Several hundred temporary laborers already come to California legally each year on H2-A visas. But since the 1960s, when the last guest worker program between the U.S. and Mexico ended amid allegations of worker mistreatment, a majority of workers have crossed the border without documents.

Nearly all of California’s farmworkers were born in Mexico, and 57 percent of the labor force lacks authorization to work in the U.S., up from 9 percent in 1990, according the state division of the Environmental Protection Agency.

“Virtually everybody agrees that agriculture is an industry that cannot do well without the undocumented worker,” Feinstein said in an interview with the Associated Press. “And the people are coming to the realization that there won’t be a comprehensive immigration bill. The first step was taken with the border security bill. (A guest worker program) is the next logical step.”

In the meantime, Chiesa has already started pulling up some of his peach trees and replanting rows of almond and walnut trees, which can be harvested by machines instead of people.

“When I grew up, everything was peaches,” said Chiesa, whose family has farmed in Hughson, a rural community along the Tuolumne River about 15 miles southeast of Modesto, since the 1950s. “But we’re getting rid of them. It comes down to labor — my stomach can’t put up with the uncertainty.”
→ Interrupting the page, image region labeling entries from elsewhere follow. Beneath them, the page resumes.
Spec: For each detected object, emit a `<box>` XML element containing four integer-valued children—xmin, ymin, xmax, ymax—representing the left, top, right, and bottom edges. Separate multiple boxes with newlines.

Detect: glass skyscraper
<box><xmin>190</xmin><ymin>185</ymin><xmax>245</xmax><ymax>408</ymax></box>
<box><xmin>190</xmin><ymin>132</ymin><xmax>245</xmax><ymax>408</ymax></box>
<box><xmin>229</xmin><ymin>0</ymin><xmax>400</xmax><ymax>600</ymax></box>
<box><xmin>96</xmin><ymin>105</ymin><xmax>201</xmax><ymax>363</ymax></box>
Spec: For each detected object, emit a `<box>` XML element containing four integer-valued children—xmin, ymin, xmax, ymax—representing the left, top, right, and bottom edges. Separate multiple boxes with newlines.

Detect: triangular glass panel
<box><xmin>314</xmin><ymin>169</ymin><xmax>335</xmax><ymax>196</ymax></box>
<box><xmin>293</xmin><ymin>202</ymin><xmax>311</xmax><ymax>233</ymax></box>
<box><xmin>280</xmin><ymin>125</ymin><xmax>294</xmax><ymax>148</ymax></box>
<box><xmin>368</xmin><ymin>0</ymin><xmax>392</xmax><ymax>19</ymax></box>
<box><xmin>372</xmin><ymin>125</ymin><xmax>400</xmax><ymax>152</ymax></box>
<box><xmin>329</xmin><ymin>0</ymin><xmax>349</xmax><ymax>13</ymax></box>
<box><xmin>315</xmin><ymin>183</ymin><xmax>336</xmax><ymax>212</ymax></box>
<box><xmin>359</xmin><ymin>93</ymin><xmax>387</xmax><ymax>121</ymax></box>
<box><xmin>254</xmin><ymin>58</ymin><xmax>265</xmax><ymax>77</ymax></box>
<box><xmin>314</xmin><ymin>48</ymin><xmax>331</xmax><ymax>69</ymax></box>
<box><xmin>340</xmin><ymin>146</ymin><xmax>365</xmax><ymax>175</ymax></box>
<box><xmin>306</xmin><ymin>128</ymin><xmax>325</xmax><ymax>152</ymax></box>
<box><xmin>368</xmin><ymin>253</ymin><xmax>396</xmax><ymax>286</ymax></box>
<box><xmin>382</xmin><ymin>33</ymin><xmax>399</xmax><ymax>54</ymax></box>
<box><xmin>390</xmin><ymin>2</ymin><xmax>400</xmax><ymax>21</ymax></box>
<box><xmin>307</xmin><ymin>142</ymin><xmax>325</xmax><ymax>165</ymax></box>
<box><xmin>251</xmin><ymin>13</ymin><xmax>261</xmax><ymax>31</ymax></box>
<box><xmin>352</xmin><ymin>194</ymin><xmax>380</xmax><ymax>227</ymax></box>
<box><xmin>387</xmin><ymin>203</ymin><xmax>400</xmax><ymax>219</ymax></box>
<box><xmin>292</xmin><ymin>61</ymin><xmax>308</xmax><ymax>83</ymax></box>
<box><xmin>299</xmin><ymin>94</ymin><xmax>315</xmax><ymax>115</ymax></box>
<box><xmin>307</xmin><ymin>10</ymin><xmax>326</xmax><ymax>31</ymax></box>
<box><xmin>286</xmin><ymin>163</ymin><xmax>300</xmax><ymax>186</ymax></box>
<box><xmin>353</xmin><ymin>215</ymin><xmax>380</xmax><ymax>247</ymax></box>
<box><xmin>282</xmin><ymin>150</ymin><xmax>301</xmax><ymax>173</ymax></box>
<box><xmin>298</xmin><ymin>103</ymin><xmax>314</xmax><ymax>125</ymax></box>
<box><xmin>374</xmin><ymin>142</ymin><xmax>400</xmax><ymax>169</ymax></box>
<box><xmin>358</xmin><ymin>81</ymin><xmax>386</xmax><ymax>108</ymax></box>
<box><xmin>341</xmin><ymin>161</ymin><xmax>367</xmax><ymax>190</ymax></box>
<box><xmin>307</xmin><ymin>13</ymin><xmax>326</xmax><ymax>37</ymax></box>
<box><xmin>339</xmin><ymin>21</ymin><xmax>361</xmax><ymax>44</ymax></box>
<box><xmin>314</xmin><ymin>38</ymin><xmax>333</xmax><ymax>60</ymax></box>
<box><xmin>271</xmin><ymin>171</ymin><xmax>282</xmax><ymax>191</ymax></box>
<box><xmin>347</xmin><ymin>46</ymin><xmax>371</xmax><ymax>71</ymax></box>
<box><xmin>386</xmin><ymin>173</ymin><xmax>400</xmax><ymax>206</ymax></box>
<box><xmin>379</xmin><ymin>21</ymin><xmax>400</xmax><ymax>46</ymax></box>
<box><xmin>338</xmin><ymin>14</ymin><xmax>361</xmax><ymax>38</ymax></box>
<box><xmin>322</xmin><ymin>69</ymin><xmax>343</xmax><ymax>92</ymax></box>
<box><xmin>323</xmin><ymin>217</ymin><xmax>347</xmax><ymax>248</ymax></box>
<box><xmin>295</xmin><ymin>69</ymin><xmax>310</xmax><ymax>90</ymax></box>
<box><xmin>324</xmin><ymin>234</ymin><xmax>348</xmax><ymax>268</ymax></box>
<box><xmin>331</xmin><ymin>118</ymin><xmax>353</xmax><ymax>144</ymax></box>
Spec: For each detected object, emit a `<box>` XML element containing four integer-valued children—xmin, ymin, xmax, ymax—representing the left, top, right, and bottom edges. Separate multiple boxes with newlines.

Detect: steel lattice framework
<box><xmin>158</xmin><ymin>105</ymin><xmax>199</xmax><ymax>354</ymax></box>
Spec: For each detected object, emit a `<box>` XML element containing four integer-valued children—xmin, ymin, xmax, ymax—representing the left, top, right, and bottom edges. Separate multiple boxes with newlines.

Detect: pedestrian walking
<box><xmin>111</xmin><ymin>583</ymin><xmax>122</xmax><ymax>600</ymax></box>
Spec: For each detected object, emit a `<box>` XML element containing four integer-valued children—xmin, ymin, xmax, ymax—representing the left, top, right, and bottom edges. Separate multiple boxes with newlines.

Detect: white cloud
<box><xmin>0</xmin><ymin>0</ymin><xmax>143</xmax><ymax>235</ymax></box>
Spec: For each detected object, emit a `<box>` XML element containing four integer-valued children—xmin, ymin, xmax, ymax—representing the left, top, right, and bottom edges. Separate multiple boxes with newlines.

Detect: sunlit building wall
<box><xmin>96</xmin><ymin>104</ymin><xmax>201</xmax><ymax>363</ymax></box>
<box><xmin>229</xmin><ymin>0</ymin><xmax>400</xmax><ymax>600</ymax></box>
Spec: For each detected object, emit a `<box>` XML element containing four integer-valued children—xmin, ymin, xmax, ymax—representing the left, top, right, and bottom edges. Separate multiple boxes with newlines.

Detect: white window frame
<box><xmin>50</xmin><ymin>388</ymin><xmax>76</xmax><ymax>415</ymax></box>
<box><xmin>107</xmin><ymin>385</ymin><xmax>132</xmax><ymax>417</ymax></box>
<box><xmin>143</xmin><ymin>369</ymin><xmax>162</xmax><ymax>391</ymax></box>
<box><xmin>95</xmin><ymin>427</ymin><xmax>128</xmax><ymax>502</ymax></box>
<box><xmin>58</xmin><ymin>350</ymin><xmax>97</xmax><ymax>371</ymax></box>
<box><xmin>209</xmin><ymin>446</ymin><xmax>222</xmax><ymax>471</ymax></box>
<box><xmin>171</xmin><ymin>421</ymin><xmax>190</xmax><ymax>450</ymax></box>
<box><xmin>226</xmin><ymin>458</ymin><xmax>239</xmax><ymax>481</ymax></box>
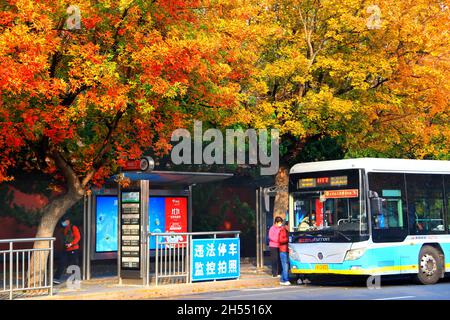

Chiesa’s brother, Kevin, pulled out his own peach trees to open a walnut processing plant, where he now employs about 50 people year-round. Alicia Juarez, who oversees a walnut-sorting machine there, said she much preferred the steady paycheck of her current position to working in Central California farms, sizing and sorting peaches in the field.

“The salary’s better here than in the field. There, you’re in the sun all day and you’re carrying heavy things,” said Juarez, a legal U.S. resident born in Guanajuato, Mexico. “Not everyone can get these jobs, though, and I know lots of people who would apply to be guest workers.”